The PNWR Newberg Branch is a roughly 15-mile railroad corridor running from Sherwood, Oregon south through Rex Hill to Newberg. The line is dormant — no regular freight service has operated on it for years, and the track and infrastructure are deteriorating.

Despite this, the right-of-way remains intact as a continuous, linear corridor through wine country, farmland, and small communities. This is increasingly rare and increasingly valuable.

The Opportunity

Under federal railbanking law, dormant rail corridors can be preserved for future rail use by converting them to interim trail use. This prevents the right-of-way from fragmenting through easement reversion — a process that would make reassembly effectively impossible.

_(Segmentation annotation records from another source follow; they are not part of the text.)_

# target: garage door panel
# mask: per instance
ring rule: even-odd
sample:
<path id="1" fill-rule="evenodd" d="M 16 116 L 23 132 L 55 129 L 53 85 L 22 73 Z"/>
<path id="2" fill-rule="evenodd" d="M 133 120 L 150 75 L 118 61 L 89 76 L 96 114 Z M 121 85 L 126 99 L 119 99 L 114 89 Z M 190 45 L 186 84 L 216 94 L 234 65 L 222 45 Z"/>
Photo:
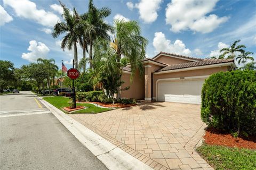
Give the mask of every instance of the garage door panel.
<path id="1" fill-rule="evenodd" d="M 199 104 L 204 82 L 204 80 L 159 82 L 158 100 Z"/>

Railbanking has been used successfully hundreds of times across the country to create trails while preserving rail corridors. The legal framework is well-established.

What We’re Working Toward

A staged approach to corridor acquisition and trail development:

  1. Research and coalition-building — understanding the legal status of the line, Allied Systems’ common carrier rights, and the ownership structure of the right-of-way
  2. Nonprofit formation — establishing a qualified trail manager entity that can hold a railbanking agreement
  3. STB railbanking filing — invoking federal interim trail use provisions to preserve the corridor
  4. Trail development — phased construction beginning with the most viable segments

Why This Matters

This corridor connects two cities with no existing safe, separated bicycle or pedestrian route between them. The corridor offers a direct, flat, car-free alternative through one of Oregon’s most scenic landscapes.

It’s also a connection to regional trail systems and transit systems. Metro’s long-range regional trails plan identifies gaps in the southwest metro area — this corridor helps fill one.